関東甲信の梅雨／期間と降水量の関係

気象庁のウェブページにある表：

f:id:fusion0202:20190610191223p:plain

これをスクレイピングして、各年の梅雨の期間（日数）を求め、これと降水量の平年比との関係を調べる。

library(rvest)
library(dplyr)
library(stringr)
library(ggplot2)

dt <- read_html("https://www.data.jma.go.jp/fcd/yoho/baiu/kako_baiu09.html")

dt %>% html_nodes(xpath = "//table") %>% html_text() %>%
str_replace_all(pattern = "－", replacement = ",") %>%
str_replace_all(pattern = "ごろ", replacement = ",") %>%
str_replace_all(pattern = "年", replacement = "-") %>%
str_replace_all(pattern = "月", replacement = "-") %>%
str_replace_all(pattern = "日", replacement = "") %>%
str_split("\n", simplify = T) -> tab

tab2 <- str_split(tab[2,], ",", simplify = T)
tab3 <- tab2[6:(nrow(tab2)-2),]

ここまで実行すると、以下のような文字列のテーブルができる。

> head(tab3)
       [,1]                 [,2]       [,3]
[1,] "1951-6-15" "7-18" "121 "
[2,] "1952-6-14" "7-16" "151 "
[3,] "1953-6- 1"   "7-24" "149 "
[4,] "1954-6- 6"   "7-25" "135 "
[5,] "1955-6-13" "7- 9" "60 "
[6,] "1956-6- 9"   "7-26" "81 "

以下、梅雨入りの日と梅雨明けの日の差分を求め、年号および降水量とともにデータフレームを作る。

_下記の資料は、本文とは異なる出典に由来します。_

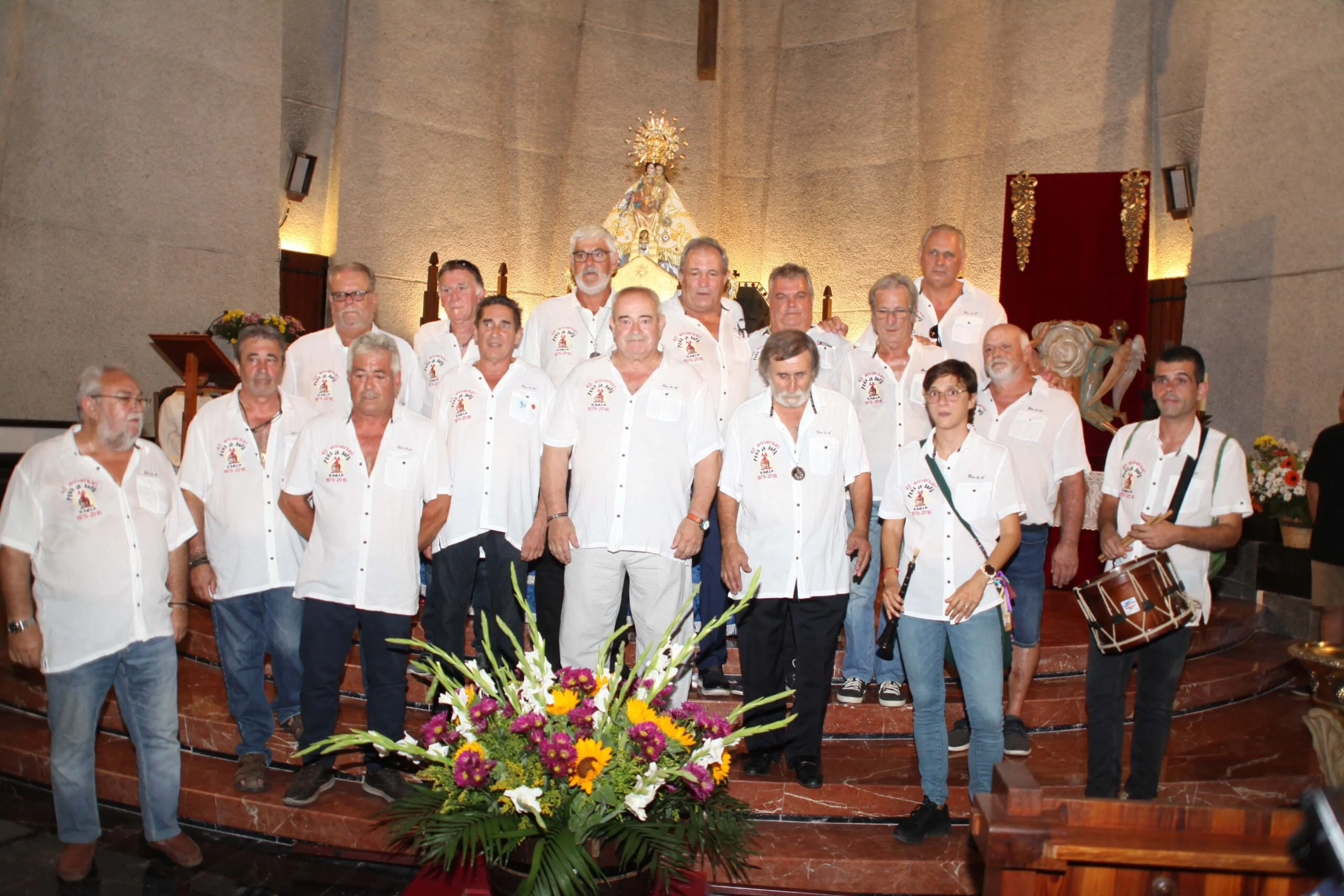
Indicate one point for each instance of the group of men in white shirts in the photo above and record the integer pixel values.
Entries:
(611, 440)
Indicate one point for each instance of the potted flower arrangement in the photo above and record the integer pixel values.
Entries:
(1277, 488)
(572, 781)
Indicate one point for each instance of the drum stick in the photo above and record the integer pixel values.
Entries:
(1128, 541)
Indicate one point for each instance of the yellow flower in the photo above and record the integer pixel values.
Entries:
(563, 702)
(592, 760)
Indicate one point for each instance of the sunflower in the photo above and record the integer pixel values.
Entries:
(563, 700)
(593, 758)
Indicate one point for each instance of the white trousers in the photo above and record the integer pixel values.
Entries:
(593, 582)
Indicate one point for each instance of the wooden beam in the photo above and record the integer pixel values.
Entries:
(707, 45)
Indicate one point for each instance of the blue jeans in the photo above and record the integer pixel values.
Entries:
(145, 678)
(859, 635)
(978, 647)
(246, 628)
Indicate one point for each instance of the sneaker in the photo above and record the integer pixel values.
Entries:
(387, 784)
(959, 738)
(853, 691)
(1016, 741)
(311, 781)
(925, 821)
(891, 695)
(714, 683)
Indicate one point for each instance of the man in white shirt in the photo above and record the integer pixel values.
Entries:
(449, 343)
(315, 364)
(953, 312)
(245, 555)
(886, 387)
(790, 456)
(949, 499)
(369, 491)
(707, 332)
(1143, 469)
(790, 289)
(93, 567)
(494, 414)
(639, 431)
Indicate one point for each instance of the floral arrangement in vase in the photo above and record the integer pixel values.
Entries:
(566, 781)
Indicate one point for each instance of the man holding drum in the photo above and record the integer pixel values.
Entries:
(1144, 471)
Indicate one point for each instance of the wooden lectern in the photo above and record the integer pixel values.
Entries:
(193, 355)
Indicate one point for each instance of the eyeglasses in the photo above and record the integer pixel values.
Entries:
(937, 397)
(597, 254)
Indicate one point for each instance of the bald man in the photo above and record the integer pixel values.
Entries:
(1043, 431)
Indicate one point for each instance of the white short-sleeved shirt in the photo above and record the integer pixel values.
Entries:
(100, 550)
(440, 352)
(250, 542)
(1144, 480)
(363, 547)
(891, 409)
(982, 480)
(315, 368)
(963, 330)
(1043, 431)
(831, 350)
(722, 359)
(494, 450)
(561, 335)
(634, 457)
(795, 530)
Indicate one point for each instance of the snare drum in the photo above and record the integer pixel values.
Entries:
(1135, 604)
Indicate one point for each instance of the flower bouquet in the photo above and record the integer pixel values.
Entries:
(572, 781)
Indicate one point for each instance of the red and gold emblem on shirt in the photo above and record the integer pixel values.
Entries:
(81, 493)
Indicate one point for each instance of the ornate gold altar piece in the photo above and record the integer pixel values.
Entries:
(1133, 213)
(1078, 354)
(1023, 215)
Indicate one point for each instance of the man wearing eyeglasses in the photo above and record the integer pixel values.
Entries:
(449, 343)
(886, 387)
(315, 364)
(93, 567)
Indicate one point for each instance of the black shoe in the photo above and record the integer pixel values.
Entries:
(311, 781)
(925, 821)
(808, 772)
(714, 683)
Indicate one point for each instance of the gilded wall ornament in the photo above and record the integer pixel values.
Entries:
(1023, 215)
(1133, 213)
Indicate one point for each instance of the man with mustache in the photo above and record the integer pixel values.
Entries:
(244, 558)
(315, 364)
(639, 430)
(790, 456)
(369, 489)
(93, 567)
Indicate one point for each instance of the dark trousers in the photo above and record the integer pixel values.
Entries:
(1160, 664)
(761, 642)
(328, 629)
(454, 585)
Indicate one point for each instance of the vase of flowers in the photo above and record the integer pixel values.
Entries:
(570, 781)
(1277, 487)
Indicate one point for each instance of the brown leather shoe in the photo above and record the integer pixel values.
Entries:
(76, 861)
(181, 849)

tab3[,1] %>% str_sub(start = 1, end = 4) -> Year
Duration <- as.Date(paste0(Year, "-", tab3[,2])) - as.Date(tab3[,1])
duration <- as.numeric(Duration)
rainfall <- as.numeric(tab3[,3])
year <- as.numeric(Year)

df <- data.frame(year, duration, rainfall)

梅雨の日数の推移のプロット：

g <- ggplot(df,aes(x = year, y = duration))
g <- g + geom_line(color = "darkblue", size = 0.5, alpha = 0.4)
g <- g + geom_point(color = "darkblue")
g <- g + theme(axis.title = element_text(size = 14))
g <- g + ylim(0,80)
g <- g + ylab("Duration (days)")
g <- g + ggtitle("梅雨の期間（日）")
g <- g + theme(plot.title = element_text(size=18))
print(g)

f:id:fusion0202:20190610192605p:plain

降水量平年比の推移のプロット：

g <- ggplot(df,aes(x = year, y = rainfall))
g <- g + geom_line(color = "darkblue", size = 0.5, alpha = 0.4)
g <- g + geom_point(color = "darkblue")
g <- g + theme(axis.title = element_text(size = 14))
g <- g + ylim(0,160)
g <- g + ylab("Rainfall (average ratio; %)")
g <- g + ggtitle("降水量平年比（％）")
g <- g + theme(plot.title = element_text(size = 18))
print(g)

f:id:fusion0202:20190610192924p:plain

最後に期間と降水量の散布図：

g <- ggplot(df,aes(x = duration, y = rainfall))
g <- g + geom_point(color = "darkblue")
g <- g + theme(axis.title = element_text(size = 14))
g <- g + xlim(20,80) + ylim(40,160)
g <- g + xlab("Duration (day)") + ylab("Rainfall (average ratio; %)")
g <- g + ggtitle("梅雨の期間と降水量平年比")
g <- g + theme(plot.title = element_text(size = 18))
g <- g + stat_smooth(method = "lm", se = T, color = "grey60")
print(g)

f:id:fusion0202:20190610193131p:plain

ほんの少し、正の相関があるように見えるが、

> cor.test(df$rainfall, df$duration, use = "complete.obs")

             Pearson's product-moment correlation

data:    df$rainfall and df$duration
t = 1.459, df = 65, p-value = 0.1494
alternative hypothesis: true correlation is not equal to 0
95 percent confidence interval:
-0.06491531   0.40112109
sample estimates:
       cor
0.17807

p-value = 0.1494 なので、有意ではない。